Common Mistakes to Avoid
- 1.Guessing too fast — the puzzle rewards patience. Take 30 seconds to scan everything before you touch anything
- 2.Over-indexing on one attribute — don't get tunnel vision on artist connections when the category might be about lyrics
- 3.Saving the purple for last without enough information — sometimes solving the purple early actually unlocks the other groups
- 4.Not second-guessing the 'obvious' group — if something looks too easy, it's probably a decoy
- 5.Playing when you're distracted — Music Connections requires focused lateral thinking, not reflexes
The Social Side: Sharing Without Spoiling
Half the fun is comparing your results with friends. The coloured grid format lets you share how many attempts it took and which groups you got right, without spoiling the actual answers. It's become its own language — a perfectly clean purple solve is brag-worthy.
The bside Music Connections puzzle resets daily along with all 11 other games on the platform, which means there's always a fresh puzzle and a fresh social moment every morning.
Frequently Asked Questions
What is the Music Connections game?
Music Connections is a daily puzzle based on the NYT Connections format. You're given 16 songs, artists, or music-related items and need to sort them into four hidden groups of four. It resets every day, and the same puzzle is shared by everyone playing on that day.
Where can I play Music Connections for free?
bside.games includes a Music Connections puzzle as part of its 12 daily music games. It's completely free, no sign-up required, and refreshes every day.
What do the colours mean in Music Connections?

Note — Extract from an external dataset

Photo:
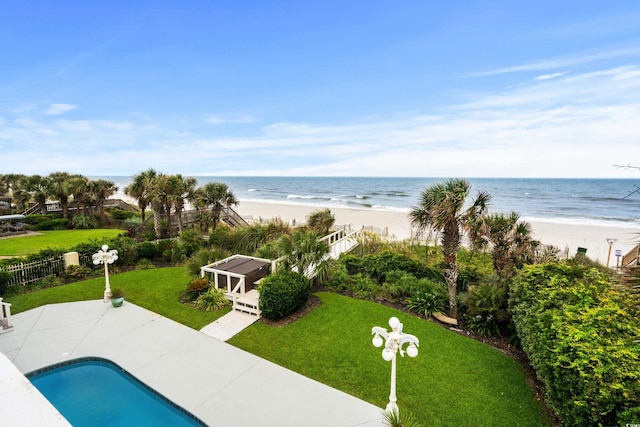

Yellow is the easiest category, green is medium, blue is harder, and purple is the most difficult. Purple categories are usually conceptual or tricky — they reward thinking beyond obvious music knowledge.
Why am I bad at Music Connections even though I know a lot about music?
Music Connections is designed to trip up experts. The puzzle deliberately uses misdirection — songs that seem obviously connected are often split across two different categories. It tests lateral thinking as much as pure music knowledge.
How many mistakes are you allowed in Music Connections?
Most versions allow four mistakes before the game ends. Each wrong guess uses up one of your attempts, so patience and certainty matter more than speed.
What's the best strategy for the purple category?
The purple category is almost always the most conceptual. Look for a non-obvious connection: shared words in titles, cultural references, featured artists, or trivia-level facts. If you're stuck, eliminate the other three groups first and treat whatever remains as purple — even if you can't immediately see why they belong together.